The organizational design of a company is extremely important in business communications because it changes the environment and the manner in which things are communicated. If a person outside of a company is able to discern the organizational design of the company they are trying to communicate with then they are more capable of making informed decisions on the best way to approach the company they are wanting to initiate communications with. It is important to remember that every company has its own “corporate culture” and the culture within a company can have a huge impact upon business communications within the company as well as outside of the company. Knowing the structure and organization of a company not only helps others to understand how the company works but also how the company communicates. Being aware of how a company communicates will help to ensure that business communications are successful.

1) “Functional Organization”

-Reduces duplication of activities -Encourages technical expertise -Creates narrow perspectives -Difficult to coordinate

2) “Divisional Organization”

-Improves decision making -Fixes accountability for performance -Increases coordination of functions -Hard to allocate corporate staff support -Loses some economies of scale -Fosters rivalry among divisions

3) “Matrix Structures”

-Reinforces & broadens technical excellence -Facilitates efficient use of resources -Balances conflicting objectives of the organization -Increases power conflicts -Increases confusion & stress for 2-boss employees -Impedes decision making

4) “Lateral Relations”

-Dotted-line supervision -Liaison roles -Temporary task forces -Permanent teams -Integrating managers

Organizational Designs

Functional- organizational units are created on the basis of specialty functions (production finance, marketing, etc). Strengths: specialization and all the strengths tied to specialization. Weaknesses: slow response to change because of coordination and decision making problems, difficulty with the wide-system view.

Divisional- evolve over time from a functional organization, are general decentralized organizations, a good example is the Chevrolet division of General Motors (GM). Is used in large organizations to provide better response to environmental change than the large whole could. Weaknesses: can lose well-focused technical specialization and in-depth technical development. May lose economies of scale from larger functional organization. Focus may be on the goals of the division rather than on the goals of the entire company.

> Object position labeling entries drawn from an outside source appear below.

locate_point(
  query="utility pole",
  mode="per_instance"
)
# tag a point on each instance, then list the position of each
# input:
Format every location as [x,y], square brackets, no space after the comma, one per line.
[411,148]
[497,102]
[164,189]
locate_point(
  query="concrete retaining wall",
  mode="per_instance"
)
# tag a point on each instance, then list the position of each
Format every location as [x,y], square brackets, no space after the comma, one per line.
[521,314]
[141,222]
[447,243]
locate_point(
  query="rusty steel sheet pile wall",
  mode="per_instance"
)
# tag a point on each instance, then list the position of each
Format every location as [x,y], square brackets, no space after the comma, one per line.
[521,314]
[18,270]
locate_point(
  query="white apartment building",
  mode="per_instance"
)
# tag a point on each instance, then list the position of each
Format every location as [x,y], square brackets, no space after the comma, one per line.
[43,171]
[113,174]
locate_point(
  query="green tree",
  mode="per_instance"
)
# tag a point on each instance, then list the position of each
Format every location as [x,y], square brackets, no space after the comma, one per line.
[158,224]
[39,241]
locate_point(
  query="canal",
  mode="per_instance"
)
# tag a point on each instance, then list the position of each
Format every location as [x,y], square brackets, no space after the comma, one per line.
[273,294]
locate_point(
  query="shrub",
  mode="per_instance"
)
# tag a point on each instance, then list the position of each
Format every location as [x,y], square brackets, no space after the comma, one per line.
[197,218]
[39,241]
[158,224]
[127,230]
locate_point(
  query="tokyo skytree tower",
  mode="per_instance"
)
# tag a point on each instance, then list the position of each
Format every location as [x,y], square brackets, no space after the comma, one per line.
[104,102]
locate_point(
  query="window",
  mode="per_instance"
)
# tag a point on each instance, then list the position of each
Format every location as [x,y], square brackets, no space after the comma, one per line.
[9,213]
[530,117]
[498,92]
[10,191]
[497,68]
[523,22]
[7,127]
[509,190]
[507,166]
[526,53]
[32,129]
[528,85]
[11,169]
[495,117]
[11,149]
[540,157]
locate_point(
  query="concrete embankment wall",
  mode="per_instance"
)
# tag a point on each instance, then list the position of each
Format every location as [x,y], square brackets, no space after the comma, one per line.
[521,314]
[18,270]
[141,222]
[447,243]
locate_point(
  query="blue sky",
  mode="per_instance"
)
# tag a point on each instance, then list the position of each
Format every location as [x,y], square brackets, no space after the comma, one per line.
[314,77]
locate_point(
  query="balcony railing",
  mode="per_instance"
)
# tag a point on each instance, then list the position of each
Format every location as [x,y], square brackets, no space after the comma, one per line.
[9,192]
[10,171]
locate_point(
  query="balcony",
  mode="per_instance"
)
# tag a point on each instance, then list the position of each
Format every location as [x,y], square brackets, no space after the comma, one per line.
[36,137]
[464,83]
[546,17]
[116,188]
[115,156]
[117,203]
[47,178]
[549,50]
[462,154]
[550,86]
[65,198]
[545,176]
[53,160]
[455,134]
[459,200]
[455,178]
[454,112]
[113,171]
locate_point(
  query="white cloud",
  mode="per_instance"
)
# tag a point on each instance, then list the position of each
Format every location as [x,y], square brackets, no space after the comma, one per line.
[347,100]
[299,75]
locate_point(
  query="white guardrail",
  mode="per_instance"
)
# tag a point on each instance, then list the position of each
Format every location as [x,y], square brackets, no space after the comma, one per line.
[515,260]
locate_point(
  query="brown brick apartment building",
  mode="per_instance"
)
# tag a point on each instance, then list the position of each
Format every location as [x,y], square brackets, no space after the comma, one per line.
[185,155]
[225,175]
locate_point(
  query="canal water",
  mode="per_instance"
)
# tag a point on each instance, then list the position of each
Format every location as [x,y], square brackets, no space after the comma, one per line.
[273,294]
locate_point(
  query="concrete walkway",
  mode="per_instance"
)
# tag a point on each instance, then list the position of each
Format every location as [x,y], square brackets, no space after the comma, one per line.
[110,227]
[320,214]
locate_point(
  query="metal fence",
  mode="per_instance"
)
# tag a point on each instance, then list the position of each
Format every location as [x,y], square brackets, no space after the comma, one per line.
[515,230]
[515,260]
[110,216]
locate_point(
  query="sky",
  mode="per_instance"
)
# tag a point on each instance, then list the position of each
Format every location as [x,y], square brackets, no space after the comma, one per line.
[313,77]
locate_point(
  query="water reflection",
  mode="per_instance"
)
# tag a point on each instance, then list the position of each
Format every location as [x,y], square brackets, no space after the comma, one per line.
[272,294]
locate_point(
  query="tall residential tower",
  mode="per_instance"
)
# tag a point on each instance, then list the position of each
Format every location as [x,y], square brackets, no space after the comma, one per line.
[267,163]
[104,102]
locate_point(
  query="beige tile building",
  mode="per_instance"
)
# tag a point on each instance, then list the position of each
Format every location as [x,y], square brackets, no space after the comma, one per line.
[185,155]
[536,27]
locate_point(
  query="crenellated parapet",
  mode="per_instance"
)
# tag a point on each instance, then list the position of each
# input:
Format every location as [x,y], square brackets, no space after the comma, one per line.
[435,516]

Hybrid- a combination of a functional and divisional organization with the hope of gaining advantages of each and getting rid of the weaknesses of each type of organization when it stands by itself. Strengths: can be very adaptable to differences in products, customers, and changes in environment. Can provide efficient use of expensive shared resources and work well with economies of scale. Weaknesses: difficult to get uniform application of organizational policies with decentralized and duplicated functions. Integration is difficult. Potential for high administrative costs and communication and managerial difficulties.

Matrix- an organic design alternative that includes both vertical and horizontal lines of authority. It will use functional and divisional chains of command simultaneously in the same parts of the organization. It has dual lines of authority. The functional hierarchy runs vertical. The divisional hierarchy runs laterally. Is used when there is environmental pressure for both functional and departmentalization and divisional departmentalization. Strengths: more efficient use of resources than a single hierarchy, adaptable to a changing environment, allows development of both specific and general skills, expertise available to all divisions. Weaknesses: dual chain of command can be confusing, high conflict between the two sides of the matrix, many meetings are necessary to coordinate activities, need for human relations training, power domination by one side of the matrix may occur.